Despite being emotionally abandoned, Adeline Yen Mah struggled every day during her childhood to seek basic human recognition, understanding and love from her family. She was determined to get quality education for herself. Despite her parents’ disapproval, Adeline went to schools in Hong Kong, United Kingdom and the US, where she eventually met her husband and became a writer.
This story is painful and appalling – revealing a girl’s struggle and rare triumphs as she reaches adulthood. Growing in a society where women are considered inferior, the story shed light into development and reality of the contemporary Chinese society where man remains on top of the ladder – in the family, in the corporate world and in the society as a whole.
Many readers will get hooked into Adeline’s memoir as it gives an honest and deeply personal perspective of how a “Chinese Cinderella” lives. It is devastating to know how an innocent child like Adeline, who was cursed from the day she was born, was maltreated and given no love and respect in a home where she was supposed to feel comfort and solace. The only people who chose to love Adeline were her aunt and grandparents. But they all died one after the other before Adeline could even succeed in her dreams of breaking the spell casted upon her by her own family.
I find the story absolutely intriguing, realistic and somehow unacceptable if considered against present-day human rights calls, particularly for children. Adeline Yen Mah was born and raised in a colonial district for the privileged in Tianjin, later Shanghai and Hong Kong. Her siblings include her ungrateful older sister, Lydia; and, three older brothers, Edgar, Gregory and James. When her father married her stepmother, Adeline then had Franklin and Susan as her half-siblings.

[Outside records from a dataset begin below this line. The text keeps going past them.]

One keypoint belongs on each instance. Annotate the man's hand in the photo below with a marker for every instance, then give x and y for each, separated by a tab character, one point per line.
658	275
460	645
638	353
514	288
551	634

With all the she had been through, Adeline became the woman that she is today – a respected physician, loving wife and thoughtful mother to her two children. She never gained the love she hoped to get from her family, but Adeline nevertheless succeeded to break from the curse she was put into by a culture that, sadly, failed to protect her rights.
The book costs around USD7 and it is definitely a good read for biography addicts. It’s both depressing and exciting to see Adeline’s journey to get hold of her life again. You can find this masterpiece at D’s Book and Monument.